Two emerging trends are new e-payment systems and microfinance (to date, 154 million people globally use microfinance) which have thrived in countries where banking systems have been either underdeveloped or more oriented towards the rich. These innovations have enabled the creation of new wealth in countries such as Mexico, Indonesia and Bangladesh.
In the Middle East, The Credit Suisse Research Institute estimates that average wealth per adult in Qatar stands at USD109,369, which is higher than that of Korea, Greece, Portugal and Spain, and is only just below the European average. Similarly, wealth per adult for the United Arab Emirates has reached USD150,000, which is higher than that of the Netherlands.
China stands out as the third-largest wealth generator in the world, with total household wealth of USD16.5 trillion, behind only the US (USD54.6 trillion) and Japan (USD21.0 trillion). If historic growth trends continue, total household wealth in China could rise 111 per cent to USD35 trillion by 2015, outstripping Japan to become the second highest in the world.
Wealth has also surged in other emerging markets in Asia Pacific, especially India and Indonesia. The total wealth of India has tripled in a decade to USD3.5 trillion, while Indonesia’s has grown five-fold to USD1.8 trillion. By 2015, based on current trends, India’s wealth could nearly double to USD6.4 trillion while Indonesia’s could grow as impressively, taking it to over USD3 trillion.

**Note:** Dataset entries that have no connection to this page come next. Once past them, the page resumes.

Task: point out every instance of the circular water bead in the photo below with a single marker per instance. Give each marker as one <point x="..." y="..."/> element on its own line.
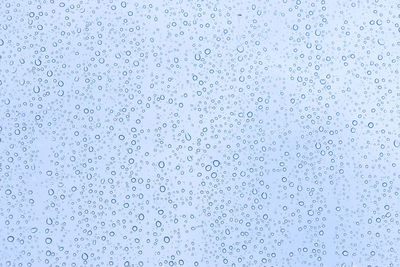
<point x="396" y="143"/>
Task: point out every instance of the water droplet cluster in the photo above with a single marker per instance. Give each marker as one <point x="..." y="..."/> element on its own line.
<point x="199" y="133"/>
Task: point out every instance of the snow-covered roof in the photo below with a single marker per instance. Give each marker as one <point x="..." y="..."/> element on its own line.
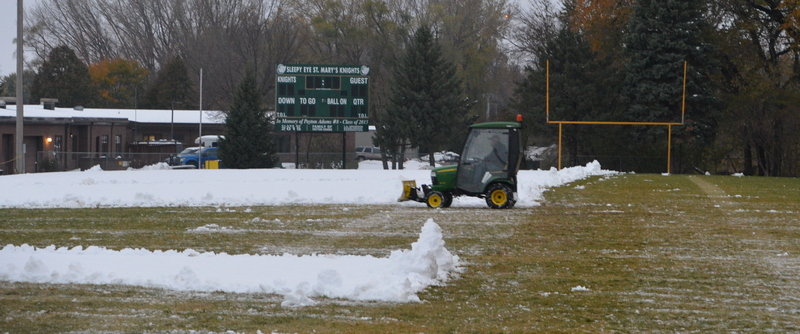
<point x="133" y="115"/>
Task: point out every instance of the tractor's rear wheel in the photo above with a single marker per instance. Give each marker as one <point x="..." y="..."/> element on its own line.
<point x="435" y="200"/>
<point x="500" y="196"/>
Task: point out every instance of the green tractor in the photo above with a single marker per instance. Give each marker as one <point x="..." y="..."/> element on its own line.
<point x="487" y="169"/>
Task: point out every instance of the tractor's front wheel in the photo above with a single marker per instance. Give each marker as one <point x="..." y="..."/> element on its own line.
<point x="447" y="199"/>
<point x="435" y="200"/>
<point x="500" y="196"/>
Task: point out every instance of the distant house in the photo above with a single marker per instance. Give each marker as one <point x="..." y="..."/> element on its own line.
<point x="75" y="137"/>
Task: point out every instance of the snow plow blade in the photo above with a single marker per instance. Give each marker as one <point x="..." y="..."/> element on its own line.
<point x="409" y="191"/>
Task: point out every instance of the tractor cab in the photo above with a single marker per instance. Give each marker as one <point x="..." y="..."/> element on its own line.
<point x="487" y="169"/>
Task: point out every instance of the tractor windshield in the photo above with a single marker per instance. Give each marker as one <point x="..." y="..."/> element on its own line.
<point x="485" y="158"/>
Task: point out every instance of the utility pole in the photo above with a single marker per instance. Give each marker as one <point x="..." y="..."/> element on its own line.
<point x="20" y="156"/>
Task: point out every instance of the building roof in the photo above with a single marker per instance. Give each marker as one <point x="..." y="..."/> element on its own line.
<point x="132" y="115"/>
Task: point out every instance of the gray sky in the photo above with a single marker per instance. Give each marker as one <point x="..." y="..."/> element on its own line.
<point x="8" y="31"/>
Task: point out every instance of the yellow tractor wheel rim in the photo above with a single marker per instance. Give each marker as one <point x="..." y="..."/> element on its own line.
<point x="435" y="201"/>
<point x="499" y="197"/>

Major developed economies top the global household debt league table
The Report finds that major developed economies top the global household debt league table, compared with the relatively low household debt levels in the emerging countries. There is a clear correlation between household debt and wealth per adult: a high level of wealth per adult in a country facilitates greater access to credit, which can have both positive and negative effects. On the one hand it encourages economic development, but on the other hand it can lead people to become over-leveraged.

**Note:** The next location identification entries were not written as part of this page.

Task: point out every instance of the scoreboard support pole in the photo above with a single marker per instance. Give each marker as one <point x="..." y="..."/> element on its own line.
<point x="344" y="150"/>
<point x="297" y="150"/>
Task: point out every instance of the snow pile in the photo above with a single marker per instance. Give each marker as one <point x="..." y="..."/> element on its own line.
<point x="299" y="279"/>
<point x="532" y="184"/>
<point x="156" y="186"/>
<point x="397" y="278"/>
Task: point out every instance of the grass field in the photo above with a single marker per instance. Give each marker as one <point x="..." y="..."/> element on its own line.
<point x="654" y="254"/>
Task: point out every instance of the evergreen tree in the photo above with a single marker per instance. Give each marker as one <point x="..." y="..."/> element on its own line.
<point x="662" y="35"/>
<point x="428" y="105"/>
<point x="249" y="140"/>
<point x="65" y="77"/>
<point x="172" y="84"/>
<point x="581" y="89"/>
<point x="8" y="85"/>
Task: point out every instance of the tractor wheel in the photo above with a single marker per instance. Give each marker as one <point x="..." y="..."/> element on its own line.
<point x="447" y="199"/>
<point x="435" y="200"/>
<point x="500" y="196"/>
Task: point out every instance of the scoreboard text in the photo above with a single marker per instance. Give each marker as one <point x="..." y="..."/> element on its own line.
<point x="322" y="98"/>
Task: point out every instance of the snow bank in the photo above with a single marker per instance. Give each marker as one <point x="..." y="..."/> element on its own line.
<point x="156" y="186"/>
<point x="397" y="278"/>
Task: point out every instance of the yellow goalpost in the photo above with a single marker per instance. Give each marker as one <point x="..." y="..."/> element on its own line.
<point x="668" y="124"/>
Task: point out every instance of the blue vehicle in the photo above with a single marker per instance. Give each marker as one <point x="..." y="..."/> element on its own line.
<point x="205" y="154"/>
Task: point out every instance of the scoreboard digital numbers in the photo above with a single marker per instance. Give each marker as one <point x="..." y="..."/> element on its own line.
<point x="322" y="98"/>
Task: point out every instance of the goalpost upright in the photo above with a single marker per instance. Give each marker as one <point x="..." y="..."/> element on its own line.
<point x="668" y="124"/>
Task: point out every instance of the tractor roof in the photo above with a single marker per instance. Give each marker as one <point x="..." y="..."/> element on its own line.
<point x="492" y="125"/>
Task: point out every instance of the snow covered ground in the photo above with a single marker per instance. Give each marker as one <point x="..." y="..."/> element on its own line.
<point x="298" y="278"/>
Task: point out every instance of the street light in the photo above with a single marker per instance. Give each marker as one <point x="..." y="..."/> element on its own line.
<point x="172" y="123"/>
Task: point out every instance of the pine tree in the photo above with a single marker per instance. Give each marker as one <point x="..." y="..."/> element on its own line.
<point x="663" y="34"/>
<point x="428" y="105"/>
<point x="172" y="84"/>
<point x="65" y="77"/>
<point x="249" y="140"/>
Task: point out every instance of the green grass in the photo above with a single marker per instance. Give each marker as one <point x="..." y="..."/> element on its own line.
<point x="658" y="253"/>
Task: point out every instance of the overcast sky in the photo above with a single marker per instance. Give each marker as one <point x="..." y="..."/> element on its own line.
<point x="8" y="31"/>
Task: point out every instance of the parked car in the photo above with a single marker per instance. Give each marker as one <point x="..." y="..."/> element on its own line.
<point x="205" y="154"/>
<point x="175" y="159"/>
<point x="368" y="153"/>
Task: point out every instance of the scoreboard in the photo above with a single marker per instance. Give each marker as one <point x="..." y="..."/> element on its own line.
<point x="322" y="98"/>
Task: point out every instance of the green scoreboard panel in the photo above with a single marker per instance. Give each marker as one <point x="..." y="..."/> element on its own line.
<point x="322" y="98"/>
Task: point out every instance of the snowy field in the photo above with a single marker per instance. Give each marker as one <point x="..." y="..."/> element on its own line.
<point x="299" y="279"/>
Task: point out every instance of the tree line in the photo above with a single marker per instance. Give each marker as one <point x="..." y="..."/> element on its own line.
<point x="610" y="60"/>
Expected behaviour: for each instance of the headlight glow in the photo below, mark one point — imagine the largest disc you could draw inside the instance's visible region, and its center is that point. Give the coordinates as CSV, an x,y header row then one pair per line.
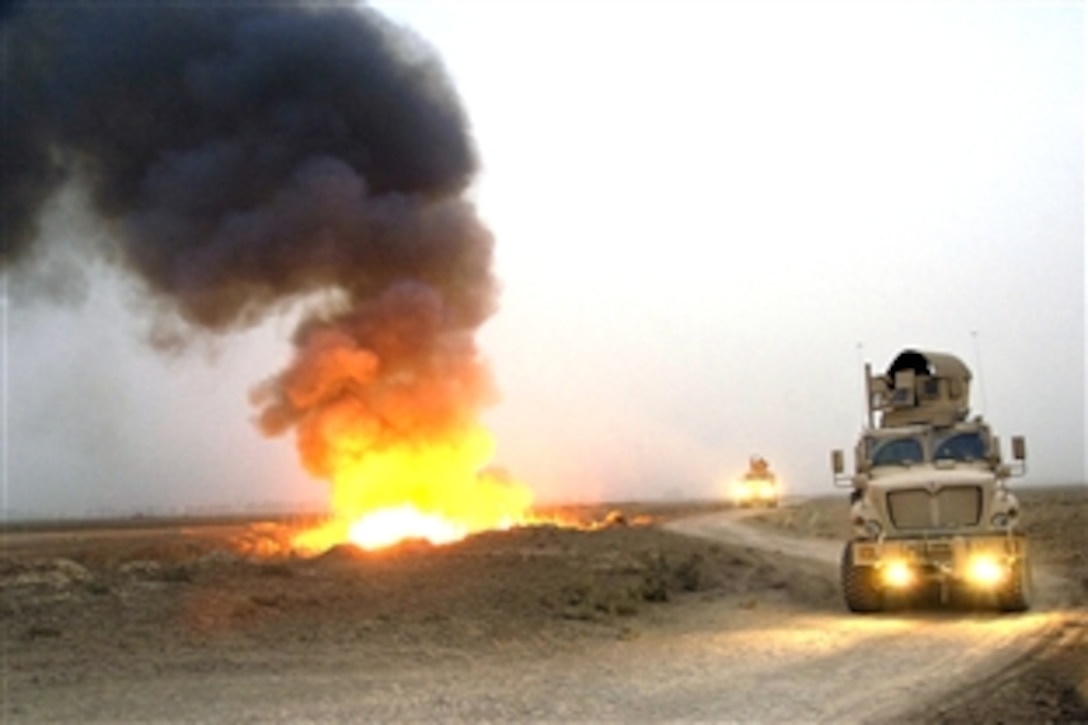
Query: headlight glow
x,y
985,570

The US heads the global household debt league table, with total debt of USD14 trillion, followed by Japan with USD4 trillion and Germany with USD2 trillion. Household debt in developed countries has significantly outsized that of the emerging economies. South Korea has the largest household debt in the emerging markets of Asia at USD830 billion, representing 6 per cent of the total household debt of the US. Denmark ranks first in terms of average debt per adult (USD113,978) and Switzerland second (USD100,651).

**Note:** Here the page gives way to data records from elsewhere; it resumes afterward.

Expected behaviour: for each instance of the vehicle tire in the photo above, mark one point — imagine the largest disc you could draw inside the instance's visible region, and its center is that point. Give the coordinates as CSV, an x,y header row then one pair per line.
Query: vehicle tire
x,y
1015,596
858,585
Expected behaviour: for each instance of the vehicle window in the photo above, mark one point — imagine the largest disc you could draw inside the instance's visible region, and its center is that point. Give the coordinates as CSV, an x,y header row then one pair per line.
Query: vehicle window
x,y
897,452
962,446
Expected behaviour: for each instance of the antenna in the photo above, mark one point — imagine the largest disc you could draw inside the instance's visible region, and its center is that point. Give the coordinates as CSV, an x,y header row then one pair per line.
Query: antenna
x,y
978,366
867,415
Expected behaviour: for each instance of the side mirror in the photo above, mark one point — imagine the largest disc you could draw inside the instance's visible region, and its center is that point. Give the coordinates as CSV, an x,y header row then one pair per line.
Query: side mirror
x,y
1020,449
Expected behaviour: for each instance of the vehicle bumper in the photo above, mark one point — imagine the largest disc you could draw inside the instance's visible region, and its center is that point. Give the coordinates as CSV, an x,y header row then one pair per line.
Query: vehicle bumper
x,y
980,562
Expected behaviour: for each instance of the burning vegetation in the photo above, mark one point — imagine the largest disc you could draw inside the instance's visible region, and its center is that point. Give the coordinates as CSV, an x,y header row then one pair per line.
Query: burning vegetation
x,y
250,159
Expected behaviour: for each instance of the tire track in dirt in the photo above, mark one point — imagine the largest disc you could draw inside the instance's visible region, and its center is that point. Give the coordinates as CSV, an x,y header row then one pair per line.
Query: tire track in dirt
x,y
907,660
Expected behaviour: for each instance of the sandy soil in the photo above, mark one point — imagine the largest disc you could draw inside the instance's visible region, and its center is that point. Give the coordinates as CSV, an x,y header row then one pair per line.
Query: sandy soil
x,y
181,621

The credit crisis has taken its toll
The Report finds that the credit crisis took a toll, especially on countries where non-financial wealth had risen rapidly. The value of non-financial assets (i.e. property) in Ireland fell from a level of USD166,000 in 2007 to USD103,000 as of mid-2010. Similarly, in the same period, the value of non-financial assets fell from USD118,500 to USD89,444 in Spain and from USD23,000 to USD15,685 in Estonia.
Gender dimensions of wealth holdings
Gender wealth distribution receives much less attention than gender equality in income, which itself is an important and widely debated issue. In the future, with the rise of more female entrepreneurs and executives, the gender aspect of wealth generation will grow in importance, the report states. For example, in the US, among the wealthy, female net worth is 98 per cent of that of males. Overall, data from the US and the UK show that wealthy women on average are older than wealthy men and more likely to have gained their assets through inheritance.